Among the brown and orange leaves, faint neon wisps disappear into the shadows. Another step, and green blotches take form as they perpetually bound away until all motion ceases. Mottled light green patterns strongly contrast against a jet black body, and the animal’s eyes are almost indistinguishable along the dark contours. Such a dichromatic pattern appears almost fluorescent and lights up under the green light filtering down from the canopy. This distinct appearance belongs to none other than the green and black poison frog (Dendrobates auratus). If it wasn’t for their habit of constantly hopping away, the majority of them would easily go unnoticed. Every frog has a unique arrangement of blotches across the entire body, though individuals from the same region tend to be more similar in complexity and color. In the Caribbean lowland rainforests of Costa Rica, D. auratus has a prominent V-shaped mask above the eyes and concentric black/green circles under the chin, whereas in the Osa peninsula, the species is mostly black with a horizontal green bar on the back. Other morphs in Panama vary from black with small green dots speckled throughout, cream-white and black, pale orange with undulating black patterns, to metallic silver and green.

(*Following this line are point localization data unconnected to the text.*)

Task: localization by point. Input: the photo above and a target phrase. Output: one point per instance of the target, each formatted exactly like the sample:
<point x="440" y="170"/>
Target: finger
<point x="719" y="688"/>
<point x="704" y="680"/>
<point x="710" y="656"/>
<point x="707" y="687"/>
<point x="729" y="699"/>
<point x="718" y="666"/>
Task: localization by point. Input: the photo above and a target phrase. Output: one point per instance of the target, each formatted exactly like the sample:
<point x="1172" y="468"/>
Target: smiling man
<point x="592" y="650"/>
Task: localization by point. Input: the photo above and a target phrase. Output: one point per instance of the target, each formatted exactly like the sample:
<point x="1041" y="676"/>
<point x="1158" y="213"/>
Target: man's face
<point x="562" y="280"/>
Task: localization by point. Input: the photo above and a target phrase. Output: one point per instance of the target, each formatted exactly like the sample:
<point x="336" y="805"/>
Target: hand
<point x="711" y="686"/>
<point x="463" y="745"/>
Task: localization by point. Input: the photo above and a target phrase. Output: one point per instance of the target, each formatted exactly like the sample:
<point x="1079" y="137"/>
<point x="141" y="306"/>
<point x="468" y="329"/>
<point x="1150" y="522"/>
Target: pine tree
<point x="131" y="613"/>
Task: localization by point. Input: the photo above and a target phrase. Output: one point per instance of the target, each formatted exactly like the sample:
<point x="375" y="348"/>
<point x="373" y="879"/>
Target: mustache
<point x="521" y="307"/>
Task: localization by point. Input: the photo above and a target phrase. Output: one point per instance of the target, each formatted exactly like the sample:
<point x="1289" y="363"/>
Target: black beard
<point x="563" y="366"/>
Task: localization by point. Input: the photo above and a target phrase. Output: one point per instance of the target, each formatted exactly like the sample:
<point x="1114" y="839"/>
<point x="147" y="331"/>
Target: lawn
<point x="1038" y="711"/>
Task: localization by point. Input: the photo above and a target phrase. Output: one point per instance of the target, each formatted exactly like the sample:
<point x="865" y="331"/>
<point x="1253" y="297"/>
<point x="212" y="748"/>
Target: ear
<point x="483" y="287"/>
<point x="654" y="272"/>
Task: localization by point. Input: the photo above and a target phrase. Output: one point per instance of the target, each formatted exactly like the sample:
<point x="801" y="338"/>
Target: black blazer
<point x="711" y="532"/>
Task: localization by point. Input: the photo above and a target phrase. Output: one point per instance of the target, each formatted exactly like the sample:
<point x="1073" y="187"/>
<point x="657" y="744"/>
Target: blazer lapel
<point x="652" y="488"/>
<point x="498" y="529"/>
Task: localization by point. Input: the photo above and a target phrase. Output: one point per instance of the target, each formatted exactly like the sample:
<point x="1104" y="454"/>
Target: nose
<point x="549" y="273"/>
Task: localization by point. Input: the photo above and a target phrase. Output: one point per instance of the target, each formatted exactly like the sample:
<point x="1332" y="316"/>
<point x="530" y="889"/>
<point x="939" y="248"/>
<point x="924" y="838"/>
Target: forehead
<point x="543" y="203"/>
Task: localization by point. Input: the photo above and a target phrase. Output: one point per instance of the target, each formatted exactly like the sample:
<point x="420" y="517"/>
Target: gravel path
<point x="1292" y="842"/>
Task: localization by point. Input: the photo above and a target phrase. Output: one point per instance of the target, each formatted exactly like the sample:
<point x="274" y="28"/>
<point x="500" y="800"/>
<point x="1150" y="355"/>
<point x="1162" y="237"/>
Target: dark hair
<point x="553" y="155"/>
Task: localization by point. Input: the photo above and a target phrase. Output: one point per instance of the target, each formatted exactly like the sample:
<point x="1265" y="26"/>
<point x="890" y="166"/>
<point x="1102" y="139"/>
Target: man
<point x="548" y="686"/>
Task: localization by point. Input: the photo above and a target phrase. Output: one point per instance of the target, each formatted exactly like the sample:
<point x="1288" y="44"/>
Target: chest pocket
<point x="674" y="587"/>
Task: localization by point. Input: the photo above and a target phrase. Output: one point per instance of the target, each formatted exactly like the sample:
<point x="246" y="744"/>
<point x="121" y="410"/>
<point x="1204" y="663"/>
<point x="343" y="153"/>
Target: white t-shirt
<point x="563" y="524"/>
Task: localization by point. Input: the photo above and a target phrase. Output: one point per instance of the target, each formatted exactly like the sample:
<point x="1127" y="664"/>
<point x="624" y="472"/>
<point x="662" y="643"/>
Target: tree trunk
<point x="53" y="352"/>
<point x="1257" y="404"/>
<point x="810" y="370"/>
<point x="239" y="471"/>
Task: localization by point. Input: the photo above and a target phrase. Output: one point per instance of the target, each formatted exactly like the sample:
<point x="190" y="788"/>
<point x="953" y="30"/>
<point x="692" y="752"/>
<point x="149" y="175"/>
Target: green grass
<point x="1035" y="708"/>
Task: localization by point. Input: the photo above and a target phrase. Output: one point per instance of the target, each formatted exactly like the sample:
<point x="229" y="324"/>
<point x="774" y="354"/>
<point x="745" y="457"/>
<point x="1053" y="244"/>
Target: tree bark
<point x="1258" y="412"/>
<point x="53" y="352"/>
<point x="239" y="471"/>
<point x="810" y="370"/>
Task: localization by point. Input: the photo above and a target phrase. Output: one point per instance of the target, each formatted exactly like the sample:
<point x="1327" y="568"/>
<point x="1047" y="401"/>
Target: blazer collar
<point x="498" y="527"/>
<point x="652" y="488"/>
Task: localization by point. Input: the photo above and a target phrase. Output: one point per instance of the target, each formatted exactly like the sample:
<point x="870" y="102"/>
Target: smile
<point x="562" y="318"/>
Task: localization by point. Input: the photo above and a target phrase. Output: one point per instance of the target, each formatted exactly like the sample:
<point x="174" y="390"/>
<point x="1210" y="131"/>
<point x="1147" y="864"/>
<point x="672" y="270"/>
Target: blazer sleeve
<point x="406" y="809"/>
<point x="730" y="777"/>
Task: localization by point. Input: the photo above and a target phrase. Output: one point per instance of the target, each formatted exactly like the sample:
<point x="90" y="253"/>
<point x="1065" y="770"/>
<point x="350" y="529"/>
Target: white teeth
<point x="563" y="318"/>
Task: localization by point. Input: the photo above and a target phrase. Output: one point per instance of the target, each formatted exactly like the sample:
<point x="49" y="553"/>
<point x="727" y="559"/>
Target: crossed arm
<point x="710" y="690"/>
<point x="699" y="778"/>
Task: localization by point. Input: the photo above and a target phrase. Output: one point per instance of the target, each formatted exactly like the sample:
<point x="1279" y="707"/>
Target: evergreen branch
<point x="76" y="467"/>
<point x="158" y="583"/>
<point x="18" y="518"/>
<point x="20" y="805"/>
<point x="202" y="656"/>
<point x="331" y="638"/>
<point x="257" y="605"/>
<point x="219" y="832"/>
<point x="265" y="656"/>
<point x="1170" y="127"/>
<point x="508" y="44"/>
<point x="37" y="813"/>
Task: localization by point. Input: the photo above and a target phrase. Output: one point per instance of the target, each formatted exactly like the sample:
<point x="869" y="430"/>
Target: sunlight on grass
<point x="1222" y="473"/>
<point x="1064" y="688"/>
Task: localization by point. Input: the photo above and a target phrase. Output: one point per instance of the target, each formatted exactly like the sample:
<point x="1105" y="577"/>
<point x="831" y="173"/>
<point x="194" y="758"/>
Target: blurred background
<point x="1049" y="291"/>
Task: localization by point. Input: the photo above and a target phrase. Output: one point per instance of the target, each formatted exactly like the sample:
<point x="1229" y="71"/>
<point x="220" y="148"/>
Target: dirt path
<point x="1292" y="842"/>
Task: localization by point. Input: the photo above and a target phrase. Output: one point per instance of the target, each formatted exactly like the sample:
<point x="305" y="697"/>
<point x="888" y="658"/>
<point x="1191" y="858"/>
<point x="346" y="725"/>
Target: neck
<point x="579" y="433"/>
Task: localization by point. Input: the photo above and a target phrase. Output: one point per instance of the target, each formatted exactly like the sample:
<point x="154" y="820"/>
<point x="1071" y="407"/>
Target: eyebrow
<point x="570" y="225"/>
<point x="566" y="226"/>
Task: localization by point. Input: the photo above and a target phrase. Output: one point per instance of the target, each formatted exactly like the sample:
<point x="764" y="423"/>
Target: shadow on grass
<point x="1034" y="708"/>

Like in many other poison frogs, D. auratus has fascinating reproductive and parental care behaviors. Males call to females, attracting them to suitable sites in the leaf litter for egg-laying. During early development, the male is responsible for keeping the eggs moist and providing protection from predators. When the tadpoles eventually hatch, they will then climb on the male’s back to be transported into small pools of water in tree holes and depressions. Because males invest time and effort to ensure offspring survival, it would be costly for a male to care for offspring that are not his own. To avoid misdirected parental care, males have excellent spatial memory, attending multiple egg clutches yet simultaneously searching for appropriate sites to transport the soon-to-be tadpoles, all the while courting other females and actively foraging for arthropods in the environment. It’s truly remarkable how these frogs manage so many behaviors at once. Perhaps to juggle one less cognitive task, males tend to deposit tadpoles from multiple clutches inside the same cavity over time. From the female’s perspective, it would be advantageous for a male to devote the entirety of his parental care behaviors to her eggs specifically. To this end, females will guard males from mating attempts by other females, and they will even cannibalize the foreign egg clutches in the leaf litter.